Она появилась из двери в каменном заборе - уже переодетая в гражданское, в старенькой цигейковой шубке. Обычная одежда, обычное лицо. Встретишь на улице - разве скажешь, что работает в тюрьме?

- А этот-то, твой-то - как его, Давлетшин, что ли? - заговорила она, взяв Носова под руку. - Такой, знаешь, радостный в камеру пошел, даже насвистывать чего-то стал. Я ему говорю: "А ну прекратить!" Он обернулся: "Все равно ты мне, - шипит, - настроение сегодня не испортишь". Я хотела на него рапорт писать, за пререкания, а теперь думаю: как ты скажешь. Ну, писать или нет?

- Не стоит, пожалуй. Он ведь зря радуется. И не знает еще, что зря. Так что не трогай - ему предстоит еще всплакнуть.

- Ну, ладно. А то посидел бы у меня в карцере…

Носов подсчитал мысленно оставшиеся деньги: пятнадцать рублей с мелочью. Должно хватить…

Кафе, куда они зашли, только открылось после перерыва и было пусто. "Что мы будем пить? - сверкнули глаза у выводной. - Миша, давай шампанского! Сегодня правда хороший день. Фенька даже не ворчала, когда я сказала, что мне надо идти. Она вообще вредная баба, а тут… Ей какое-то пособие на детей выписали, вот она радостная и ходит".
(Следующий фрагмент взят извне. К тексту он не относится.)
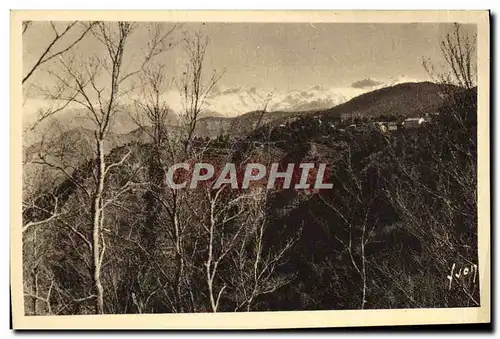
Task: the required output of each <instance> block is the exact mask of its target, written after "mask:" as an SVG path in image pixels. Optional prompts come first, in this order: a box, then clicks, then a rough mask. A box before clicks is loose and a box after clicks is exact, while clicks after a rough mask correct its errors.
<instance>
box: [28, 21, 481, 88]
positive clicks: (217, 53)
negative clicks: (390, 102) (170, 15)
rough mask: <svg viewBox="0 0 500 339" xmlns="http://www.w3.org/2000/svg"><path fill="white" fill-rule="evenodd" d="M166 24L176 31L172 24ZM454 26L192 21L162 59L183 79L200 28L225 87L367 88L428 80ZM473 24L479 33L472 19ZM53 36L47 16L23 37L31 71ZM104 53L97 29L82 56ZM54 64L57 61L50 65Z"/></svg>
mask: <svg viewBox="0 0 500 339" xmlns="http://www.w3.org/2000/svg"><path fill="white" fill-rule="evenodd" d="M146 26H147V25H146V24H145V23H141V24H139V25H138V27H137V29H136V31H135V33H134V35H133V36H132V37H131V38H130V40H129V45H128V48H129V49H128V53H126V57H125V60H126V61H127V65H128V66H129V67H131V68H133V67H134V66H135V65H136V64H137V63H138V61H135V60H139V58H137V56H138V55H139V56H140V53H141V48H143V47H144V46H145V43H146V42H147V40H148V39H147V38H148V32H147V29H146ZM164 26H165V29H166V30H168V29H169V28H170V27H172V24H171V23H165V24H164ZM451 28H452V26H451V24H442V23H436V24H434V23H408V24H400V23H392V24H384V23H376V24H370V23H314V24H312V23H279V24H278V23H184V24H180V25H179V26H178V27H177V29H176V30H175V31H174V33H173V34H172V36H171V39H172V42H173V47H172V48H171V49H170V50H169V51H167V52H166V53H165V54H164V55H162V56H161V58H160V59H159V60H158V61H160V62H161V63H163V64H164V65H165V70H166V72H167V76H168V77H169V78H171V79H175V78H176V77H178V76H179V75H180V74H181V72H182V71H183V68H184V65H185V60H186V59H185V54H184V52H183V49H182V47H181V46H180V44H175V42H176V41H179V40H180V39H181V37H182V36H183V34H185V33H188V34H189V33H193V32H196V31H198V30H199V31H201V32H202V33H203V34H205V35H206V36H207V37H209V39H210V45H209V47H208V50H207V60H206V71H207V74H208V73H210V72H211V71H212V70H216V71H221V70H223V69H224V70H225V73H224V76H223V77H222V79H221V80H220V81H219V83H218V86H220V87H222V88H233V87H243V88H252V87H255V88H258V89H263V90H268V89H269V90H271V89H278V90H280V91H291V90H303V89H306V88H311V87H314V86H322V87H327V88H332V87H351V86H352V87H357V88H359V87H362V86H364V85H369V84H370V82H374V81H379V80H381V81H384V80H387V79H389V78H393V77H400V76H404V77H405V78H408V79H416V80H428V79H429V77H428V75H427V73H426V71H425V70H424V68H423V66H422V58H423V57H426V58H427V57H428V58H430V59H431V60H433V61H435V62H436V63H440V62H441V61H442V56H441V51H440V48H439V43H440V41H441V40H442V39H443V37H444V36H445V35H446V33H447V32H449V31H450V30H451ZM465 29H466V30H467V32H469V33H471V34H473V33H474V32H475V26H472V25H470V26H467V27H465ZM51 34H52V31H51V27H50V25H49V24H48V23H47V22H35V23H34V24H33V25H32V26H31V27H30V29H29V30H28V32H27V33H26V34H25V35H24V36H23V67H24V74H25V73H26V72H27V69H29V67H30V66H31V65H33V64H34V62H35V61H36V58H37V57H38V56H39V55H40V52H41V51H42V49H43V48H44V46H46V45H47V43H48V41H50V38H51ZM70 38H71V37H70ZM62 43H64V41H63V42H62ZM102 52H103V49H102V46H100V45H99V43H98V42H97V41H96V40H95V39H94V38H93V37H92V36H91V35H89V36H87V37H86V38H85V39H84V40H83V41H82V42H81V43H80V44H79V45H78V48H76V49H75V50H73V51H72V53H73V54H74V55H78V56H81V55H90V54H92V53H95V54H100V53H102ZM55 62H57V60H55ZM134 63H135V64H134ZM53 67H54V64H49V65H47V67H46V68H45V69H48V68H53ZM30 81H31V82H32V83H38V84H40V83H41V84H45V83H47V82H48V81H49V80H48V77H47V74H46V73H45V72H44V70H41V71H40V72H37V73H35V75H34V76H33V77H32V79H30Z"/></svg>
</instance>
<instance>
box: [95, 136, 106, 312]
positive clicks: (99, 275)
mask: <svg viewBox="0 0 500 339" xmlns="http://www.w3.org/2000/svg"><path fill="white" fill-rule="evenodd" d="M97 154H98V157H97V162H98V168H97V185H96V190H95V192H94V203H93V212H92V213H93V216H92V218H93V229H92V258H93V263H94V267H93V269H94V286H95V290H96V294H97V298H96V305H95V308H96V313H97V314H103V313H104V289H103V287H102V283H101V264H102V259H103V258H102V257H103V255H104V247H103V250H102V251H101V249H100V247H101V244H100V238H101V227H102V218H103V215H102V213H103V210H102V193H103V190H104V172H105V163H104V147H103V140H102V138H97Z"/></svg>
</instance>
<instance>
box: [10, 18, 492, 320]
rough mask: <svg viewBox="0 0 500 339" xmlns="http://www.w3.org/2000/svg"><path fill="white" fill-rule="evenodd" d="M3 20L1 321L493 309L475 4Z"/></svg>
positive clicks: (474, 311)
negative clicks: (8, 178) (410, 6)
mask: <svg viewBox="0 0 500 339" xmlns="http://www.w3.org/2000/svg"><path fill="white" fill-rule="evenodd" d="M11 28H12V32H11V37H12V41H11V55H12V74H11V90H12V106H11V119H12V120H11V124H12V125H11V143H12V146H11V157H12V162H11V173H12V177H11V181H12V187H11V201H12V216H11V217H12V219H11V296H12V303H13V322H14V327H15V328H186V329H187V328H216V329H218V328H221V329H222V328H297V327H338V326H340V327H343V326H349V327H350V326H375V325H410V324H447V323H467V322H469V323H483V322H489V321H490V210H489V208H490V207H489V204H490V191H489V187H490V179H489V176H490V172H489V161H490V160H489V159H490V153H489V143H490V140H489V124H490V122H489V121H490V108H489V100H490V99H489V87H490V84H489V62H490V61H489V55H490V54H489V53H490V52H489V13H488V12H487V11H441V12H440V11H415V12H411V11H401V12H400V13H399V14H397V13H395V12H389V11H386V12H384V11H379V12H376V11H359V12H356V11H346V12H328V11H323V12H319V11H318V12H311V11H309V12H306V11H304V12H300V11H295V12H286V11H285V12H276V13H273V12H271V11H268V12H245V11H240V12H223V11H219V12H217V11H214V12H197V11H192V12H189V11H170V12H169V11H164V12H162V11H156V12H141V13H140V12H127V11H125V12H112V11H108V12H106V11H94V12H83V11H73V12H71V11H67V12H55V11H54V12H36V11H32V12H30V11H24V12H23V11H13V12H11ZM110 315H112V316H113V317H108V316H110Z"/></svg>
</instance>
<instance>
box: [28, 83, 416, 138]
mask: <svg viewBox="0 0 500 339" xmlns="http://www.w3.org/2000/svg"><path fill="white" fill-rule="evenodd" d="M420 81H422V80H417V79H411V78H407V77H401V76H400V77H392V78H388V79H385V80H380V79H374V78H366V79H362V80H359V81H356V82H354V83H352V85H351V86H349V87H322V86H314V87H310V88H306V89H302V90H292V91H282V90H274V91H273V90H271V91H269V90H264V89H257V88H255V87H252V88H244V87H216V88H214V89H213V90H212V92H211V93H210V94H209V96H207V98H205V103H204V104H205V107H204V109H203V112H202V115H201V116H200V117H207V116H217V117H237V116H240V115H243V114H245V113H248V112H252V111H258V110H263V109H265V110H266V111H267V112H276V111H284V112H303V111H314V110H324V109H329V108H332V107H334V106H337V105H339V104H342V103H344V102H346V101H349V100H351V99H352V98H354V97H356V96H358V95H361V94H363V93H366V92H370V91H373V90H376V89H380V88H383V87H388V86H394V85H397V84H400V83H405V82H420ZM162 99H163V100H164V101H165V102H166V103H167V104H168V105H169V106H170V108H171V109H172V113H173V114H170V115H169V119H170V120H169V124H171V125H176V123H177V122H176V119H177V116H178V115H179V114H180V113H181V112H182V111H183V104H182V98H181V95H180V93H179V92H178V91H175V90H170V91H168V92H166V93H164V94H163V96H162ZM135 100H141V99H140V98H139V97H129V98H128V102H122V103H121V104H122V105H123V107H125V108H124V109H123V110H122V111H121V112H120V118H116V119H114V120H115V122H114V129H115V130H114V131H115V132H117V133H120V132H122V133H123V132H129V131H130V130H131V129H133V128H135V127H136V123H135V121H134V120H133V119H131V118H130V116H129V115H130V114H131V113H133V111H134V109H133V108H134V101H135ZM52 105H56V106H57V103H56V104H54V103H49V102H47V101H44V100H38V99H29V100H27V101H26V103H25V105H24V106H23V121H24V123H26V124H27V125H29V124H30V122H32V121H35V120H36V116H37V113H36V112H37V111H38V110H39V109H43V108H48V107H50V106H52ZM126 107H129V108H126ZM62 113H63V114H59V115H58V118H59V119H62V121H64V123H63V125H65V126H73V125H76V126H81V124H82V122H81V121H87V122H89V121H88V119H86V118H85V117H86V116H87V115H88V113H85V110H83V111H82V109H81V108H80V107H79V106H78V105H76V104H71V105H69V106H68V107H67V109H66V110H65V111H64V112H62ZM49 120H51V119H49ZM49 122H50V123H49ZM44 123H45V125H46V126H45V128H49V127H50V126H51V125H50V124H51V123H52V122H51V121H44Z"/></svg>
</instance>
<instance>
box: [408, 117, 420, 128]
mask: <svg viewBox="0 0 500 339" xmlns="http://www.w3.org/2000/svg"><path fill="white" fill-rule="evenodd" d="M424 122H425V119H424V118H408V119H405V121H403V127H404V128H416V127H420V125H422V124H423V123H424Z"/></svg>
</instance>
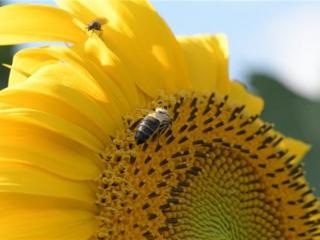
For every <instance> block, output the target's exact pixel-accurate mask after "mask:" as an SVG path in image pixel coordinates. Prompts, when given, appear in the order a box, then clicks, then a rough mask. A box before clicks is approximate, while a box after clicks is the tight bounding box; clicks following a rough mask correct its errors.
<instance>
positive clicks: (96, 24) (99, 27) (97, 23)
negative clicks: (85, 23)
mask: <svg viewBox="0 0 320 240" xmlns="http://www.w3.org/2000/svg"><path fill="white" fill-rule="evenodd" d="M107 22H108V20H107V19H106V18H97V19H95V20H93V21H91V22H90V23H89V24H88V25H87V30H88V31H92V32H94V31H98V32H100V34H101V33H102V29H101V28H102V25H104V24H106V23H107Z"/></svg>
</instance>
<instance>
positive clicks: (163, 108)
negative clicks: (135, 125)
mask: <svg viewBox="0 0 320 240" xmlns="http://www.w3.org/2000/svg"><path fill="white" fill-rule="evenodd" d="M171 124H172V119H171V117H170V115H169V113H168V111H167V110H166V109H164V108H156V110H155V111H153V112H151V113H149V114H148V115H147V116H145V117H144V118H143V119H142V120H141V121H140V123H139V124H138V127H137V130H136V133H135V136H134V138H135V141H136V143H137V145H139V144H142V143H144V142H146V141H147V140H148V139H149V138H150V137H151V136H153V135H154V134H158V135H159V136H160V135H161V134H162V133H164V131H165V130H166V129H167V128H168V127H169V126H171Z"/></svg>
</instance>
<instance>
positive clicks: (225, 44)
mask: <svg viewBox="0 0 320 240" xmlns="http://www.w3.org/2000/svg"><path fill="white" fill-rule="evenodd" d="M178 42H179V44H180V46H181V48H182V50H183V55H184V58H185V59H186V63H187V71H188V75H189V78H190V80H191V82H192V88H193V89H195V90H196V91H200V92H211V91H217V92H218V93H220V94H221V95H224V94H225V93H226V90H227V89H228V88H229V87H230V81H229V76H228V57H229V53H228V47H227V45H228V43H227V39H226V37H225V36H224V35H222V34H218V35H214V36H212V35H195V36H187V37H178Z"/></svg>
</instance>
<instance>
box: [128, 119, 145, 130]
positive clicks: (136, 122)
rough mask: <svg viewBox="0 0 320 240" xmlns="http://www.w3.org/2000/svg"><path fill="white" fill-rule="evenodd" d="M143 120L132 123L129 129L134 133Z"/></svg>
mask: <svg viewBox="0 0 320 240" xmlns="http://www.w3.org/2000/svg"><path fill="white" fill-rule="evenodd" d="M142 119H143V118H139V119H138V120H137V121H135V122H134V123H132V125H131V126H130V127H129V129H130V130H131V131H133V130H134V129H135V128H136V127H137V126H138V124H139V123H140V122H141V121H142Z"/></svg>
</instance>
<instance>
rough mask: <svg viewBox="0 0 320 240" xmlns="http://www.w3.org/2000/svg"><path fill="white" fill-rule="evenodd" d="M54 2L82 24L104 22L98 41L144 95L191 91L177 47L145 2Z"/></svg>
mask: <svg viewBox="0 0 320 240" xmlns="http://www.w3.org/2000/svg"><path fill="white" fill-rule="evenodd" d="M57 2H58V4H59V5H60V6H61V7H62V8H64V9H65V10H67V11H69V12H71V13H72V14H73V15H75V16H76V17H77V18H79V19H81V20H82V21H83V22H87V23H88V22H90V21H92V20H94V19H95V18H97V17H105V18H107V23H106V24H104V25H103V26H102V30H103V31H102V34H101V37H102V38H103V40H104V41H105V43H106V44H107V46H108V47H110V49H111V50H112V51H113V52H114V53H115V54H116V55H117V56H118V57H119V58H120V59H121V60H122V61H123V62H124V64H125V65H126V66H128V69H129V73H130V75H131V76H132V77H133V79H134V80H135V81H136V84H137V85H138V86H139V88H141V89H142V90H143V91H144V92H145V93H146V94H147V95H149V96H151V97H155V96H158V95H159V93H160V91H161V90H166V91H167V92H172V91H174V90H177V89H190V82H189V80H188V79H187V77H186V69H185V63H184V60H183V56H182V52H181V49H180V47H179V45H178V44H177V41H176V39H175V37H174V35H173V34H172V32H171V31H170V29H169V28H168V27H167V26H166V24H165V23H164V21H163V20H162V19H161V18H160V17H159V15H158V14H157V13H156V12H155V11H154V9H153V8H152V7H151V6H150V4H149V3H147V2H146V1H118V0H113V1H102V0H98V1H93V2H92V1H91V2H90V1H85V0H82V1H64V0H61V1H60V0H58V1H57ZM146 33H147V34H146ZM146 64H147V67H146Z"/></svg>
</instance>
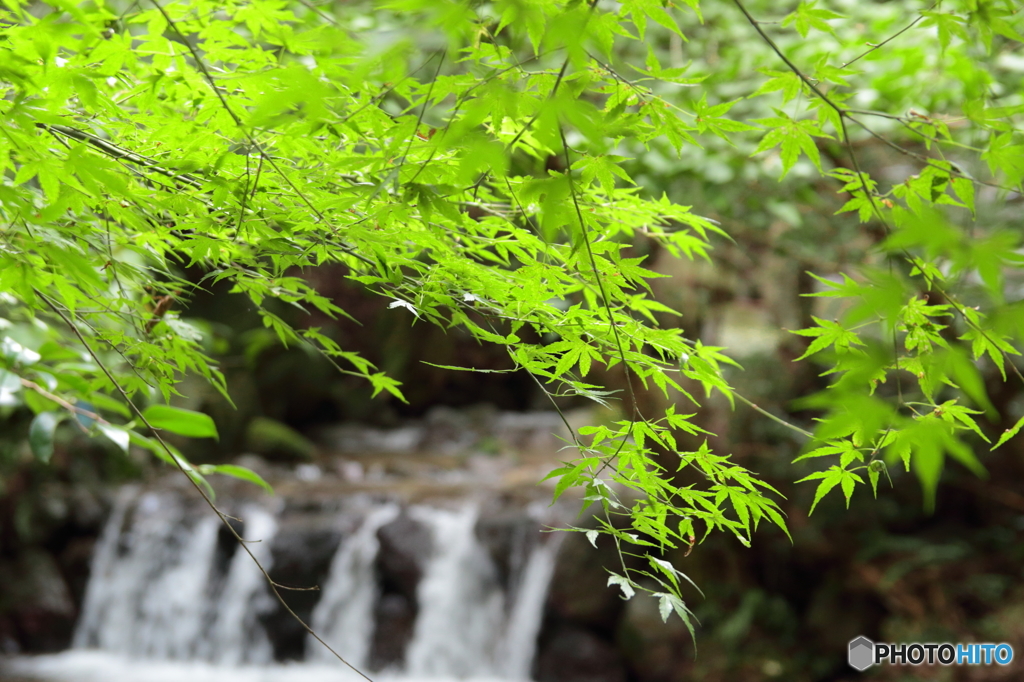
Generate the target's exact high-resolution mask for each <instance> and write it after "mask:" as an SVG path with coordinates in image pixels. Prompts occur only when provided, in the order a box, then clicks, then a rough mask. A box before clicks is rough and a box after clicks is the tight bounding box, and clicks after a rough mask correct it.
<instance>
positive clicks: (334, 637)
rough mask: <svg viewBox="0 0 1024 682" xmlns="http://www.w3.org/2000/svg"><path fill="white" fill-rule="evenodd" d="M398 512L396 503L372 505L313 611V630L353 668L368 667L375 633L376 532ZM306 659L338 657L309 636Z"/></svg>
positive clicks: (316, 660) (343, 551)
mask: <svg viewBox="0 0 1024 682" xmlns="http://www.w3.org/2000/svg"><path fill="white" fill-rule="evenodd" d="M398 511H399V510H398V506H397V505H383V506H381V507H378V508H376V509H373V510H372V511H370V513H368V514H367V516H366V518H364V519H362V523H361V524H360V525H359V527H358V529H357V530H356V531H355V534H354V535H352V537H351V538H349V539H347V540H345V541H342V543H341V545H340V546H339V547H338V550H337V552H335V555H334V559H333V560H332V561H331V572H330V574H329V576H328V580H327V582H326V583H325V585H324V590H323V594H322V595H321V599H319V601H318V602H317V603H316V608H315V609H314V610H313V615H312V619H311V620H312V623H311V625H312V628H313V631H314V632H315V633H316V634H317V635H319V636H321V638H322V639H323V640H324V641H325V642H327V643H328V644H329V645H330V646H331V648H332V649H334V650H335V651H336V652H337V653H338V655H340V656H341V657H342V658H344V659H345V660H347V662H348V663H350V664H352V666H354V667H355V668H359V669H361V668H364V667H365V666H366V664H367V660H368V656H369V653H370V639H371V637H372V636H373V632H374V602H375V601H376V600H377V596H378V593H379V590H378V588H377V585H376V582H375V580H374V561H375V560H376V559H377V551H378V550H379V549H380V542H379V541H378V540H377V531H378V530H379V529H380V527H381V526H382V525H384V524H385V523H388V522H390V521H391V520H393V519H394V518H395V517H396V516H397V515H398ZM306 660H310V662H322V663H331V662H334V660H336V658H335V656H334V654H333V653H331V651H329V650H328V649H327V648H325V647H324V645H323V644H321V643H319V642H317V641H316V640H315V639H313V638H312V637H309V638H308V640H307V642H306Z"/></svg>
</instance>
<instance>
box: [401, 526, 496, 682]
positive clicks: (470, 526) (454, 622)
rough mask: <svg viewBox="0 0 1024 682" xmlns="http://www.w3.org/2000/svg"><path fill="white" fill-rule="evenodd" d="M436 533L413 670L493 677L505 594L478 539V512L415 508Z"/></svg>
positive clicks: (464, 676) (414, 659)
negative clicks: (474, 532)
mask: <svg viewBox="0 0 1024 682" xmlns="http://www.w3.org/2000/svg"><path fill="white" fill-rule="evenodd" d="M413 513H414V517H415V518H417V519H418V520H421V521H423V522H424V523H425V524H426V525H427V526H428V527H429V528H430V529H431V535H432V536H433V547H434V552H433V556H432V557H431V559H430V562H429V563H428V565H427V567H426V570H425V572H424V576H423V581H422V582H421V583H420V586H419V590H418V595H417V596H418V597H419V600H420V614H419V617H418V619H417V621H416V630H415V634H414V636H413V641H412V643H411V644H410V646H409V653H408V662H409V663H408V669H409V672H410V673H413V674H414V675H421V676H454V677H468V676H471V675H481V676H486V675H492V674H494V673H495V672H496V671H495V670H494V663H495V662H494V658H493V653H492V652H493V651H494V650H495V649H496V647H497V645H498V641H497V637H498V634H499V628H500V627H501V622H502V611H503V607H504V604H503V595H502V592H501V589H500V588H499V586H498V583H497V576H496V574H495V569H494V567H493V566H492V565H490V562H489V561H488V559H487V557H486V554H485V551H484V550H483V548H481V547H480V544H479V543H478V542H477V541H476V538H475V536H474V532H473V528H474V525H475V522H476V510H475V509H474V508H473V507H466V508H464V509H462V510H460V511H456V512H451V511H446V510H441V509H430V508H424V507H419V508H414V510H413Z"/></svg>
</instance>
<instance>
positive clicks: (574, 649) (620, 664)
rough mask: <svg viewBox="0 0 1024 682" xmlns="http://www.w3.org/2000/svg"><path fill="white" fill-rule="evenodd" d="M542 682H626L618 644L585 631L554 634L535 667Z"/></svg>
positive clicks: (568, 631)
mask: <svg viewBox="0 0 1024 682" xmlns="http://www.w3.org/2000/svg"><path fill="white" fill-rule="evenodd" d="M534 679H536V680H537V681H538V682H626V679H627V677H626V666H625V665H624V663H623V659H622V656H621V655H620V654H618V652H617V651H616V650H615V646H614V644H612V643H611V642H610V641H608V640H605V639H603V638H601V637H599V636H597V635H595V634H594V633H592V632H590V631H588V630H585V629H583V628H574V627H566V628H562V629H559V630H558V631H556V632H554V633H553V634H552V635H551V637H550V639H548V640H547V645H546V646H545V647H544V648H543V649H542V651H540V653H539V655H538V657H537V660H536V663H535V675H534Z"/></svg>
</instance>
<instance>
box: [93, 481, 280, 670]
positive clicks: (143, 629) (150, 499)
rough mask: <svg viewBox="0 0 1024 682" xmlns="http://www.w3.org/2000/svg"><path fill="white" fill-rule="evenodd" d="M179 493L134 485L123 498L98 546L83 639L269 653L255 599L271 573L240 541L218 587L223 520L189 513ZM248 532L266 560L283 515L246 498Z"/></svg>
mask: <svg viewBox="0 0 1024 682" xmlns="http://www.w3.org/2000/svg"><path fill="white" fill-rule="evenodd" d="M186 516H187V515H186V510H185V509H184V508H183V506H182V505H181V503H180V500H178V499H177V498H176V497H174V496H171V495H160V494H156V493H146V494H144V495H142V496H141V497H139V498H138V499H137V500H135V499H134V496H133V495H131V493H130V492H129V493H127V494H126V495H123V496H122V497H121V498H120V499H119V500H118V502H117V505H116V507H115V510H114V513H113V514H112V517H111V520H110V521H109V522H108V524H106V527H105V528H104V530H103V535H102V537H101V538H100V541H99V543H98V545H97V548H96V554H95V558H94V559H93V569H92V577H91V578H90V580H89V586H88V588H87V590H86V595H85V601H84V604H83V608H82V611H83V612H82V620H81V622H80V623H79V626H78V629H77V631H76V633H75V639H74V642H73V646H74V647H75V648H94V649H101V650H103V651H111V652H115V653H121V654H125V655H128V656H130V657H134V658H156V659H167V660H196V659H199V660H214V662H217V663H225V664H241V663H269V662H270V660H271V659H272V652H271V649H270V644H269V642H268V641H267V639H266V635H265V634H264V633H263V631H262V629H261V628H260V627H259V626H258V623H257V622H256V612H255V609H254V603H255V599H256V597H257V596H259V595H261V594H262V593H263V591H264V584H263V576H262V573H261V572H260V571H259V568H258V567H257V566H256V564H255V563H254V562H253V561H252V559H251V558H250V557H249V556H248V554H246V553H245V552H244V551H236V552H234V556H233V557H232V559H231V563H230V567H229V569H228V571H227V576H226V578H225V580H224V583H223V585H222V587H221V590H220V592H219V595H216V597H215V593H214V591H213V589H212V588H213V587H214V586H213V585H212V584H211V579H212V578H213V573H214V571H213V567H214V566H213V563H214V556H215V553H216V550H217V531H218V529H219V528H220V525H221V524H220V521H219V520H218V519H217V518H216V517H214V516H212V515H209V514H206V515H200V516H199V517H198V518H197V519H195V520H193V522H190V523H189V522H188V519H187V517H186ZM241 518H242V519H243V521H244V522H245V536H244V537H245V539H246V541H247V542H249V543H250V545H249V547H250V549H251V551H252V552H253V554H254V555H255V556H256V557H257V558H258V559H260V561H261V562H262V563H263V565H264V566H268V565H269V558H270V556H269V545H270V540H271V539H272V537H273V531H274V529H275V527H276V523H275V522H274V520H273V516H272V515H270V514H269V513H267V512H266V511H264V510H263V509H261V508H259V507H249V508H246V509H245V510H244V511H243V513H242V515H241Z"/></svg>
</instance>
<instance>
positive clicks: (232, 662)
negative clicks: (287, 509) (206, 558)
mask: <svg viewBox="0 0 1024 682" xmlns="http://www.w3.org/2000/svg"><path fill="white" fill-rule="evenodd" d="M241 517H242V518H243V519H244V520H245V527H244V532H243V537H244V539H245V542H246V544H247V547H248V548H249V551H250V552H252V554H253V556H252V557H250V556H249V554H248V553H247V552H245V551H242V550H241V549H237V550H236V551H234V555H233V556H232V557H231V564H230V568H229V569H228V572H227V580H226V583H225V585H224V588H223V591H222V592H221V593H220V595H219V597H218V598H217V599H216V601H215V604H216V605H215V606H214V610H213V619H212V620H213V625H212V627H211V629H210V636H209V637H208V638H207V639H206V640H205V646H204V647H203V648H202V650H201V657H203V658H208V659H211V660H214V662H216V663H221V664H230V665H238V664H242V663H252V664H267V663H270V662H272V660H273V650H272V648H271V646H270V641H269V640H268V639H267V636H266V633H265V632H264V631H263V629H262V628H261V627H260V626H259V624H258V622H257V617H256V608H254V606H256V604H257V603H258V599H259V598H260V596H262V595H264V594H265V591H266V583H265V579H264V578H263V573H262V571H260V569H259V566H257V565H256V562H255V561H253V557H255V558H256V559H257V560H258V561H259V562H260V563H261V564H262V565H263V566H264V567H265V568H269V567H270V541H271V539H272V538H273V534H274V531H275V530H276V529H278V523H276V521H275V520H274V518H273V516H272V515H271V514H269V513H267V512H266V511H265V510H263V509H261V508H259V507H247V508H246V509H245V510H244V511H243V513H242V515H241ZM232 540H233V539H232Z"/></svg>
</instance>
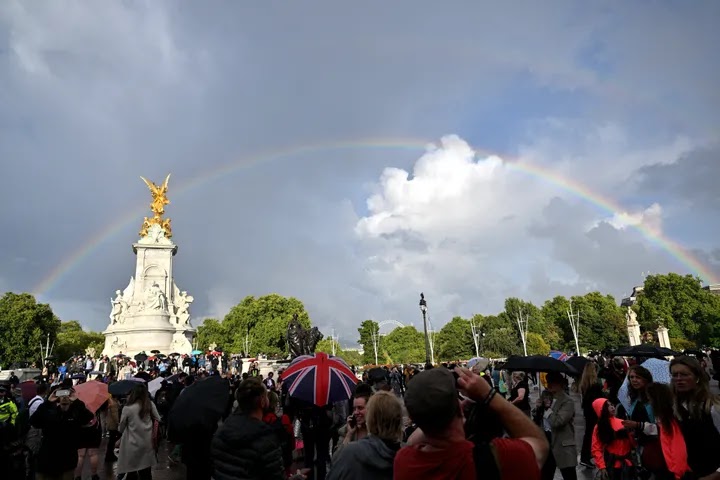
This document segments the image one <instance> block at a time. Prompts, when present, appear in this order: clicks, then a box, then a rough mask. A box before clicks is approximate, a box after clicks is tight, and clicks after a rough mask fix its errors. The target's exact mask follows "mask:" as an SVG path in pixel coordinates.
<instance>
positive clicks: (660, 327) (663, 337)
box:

Официантка тащила бутылку, тарелки с салатом. "Гляди, какое у нее хитрое лицо, - заметил Михаил, когда она ушла. - Непременно должна нас обдурить". - "Пускай попробует. Я с ними строго. Меня не обведут. В случае чего - предъявим удостоверения. Они знаешь, как этого боятся!" - "Я не люблю по неслужебным поводам махать удостоверением". - "Ничего, пускай видят, что мы оба из органов, с нами жульничать нельзя". Носов хотел спросить: а с другими что, можно? - но не стал: обидится, зафыркает еще… Так она ничего, крепенькая, круглая, папа, старый волк из лагерной администрации, может гордиться дочерью. Не замужем - ну так и что за беда, какие ее годы! Придет время, явится и в ее жизни какой-нибудь бравый контролер из демобилизованных молодых солдат, и возникнет еще одна семья, где оба - из органов.

20

Они выкатились из кафе в десятом часу - на улицу, под капель - нетвердо ступающие, нетвердо соображающие.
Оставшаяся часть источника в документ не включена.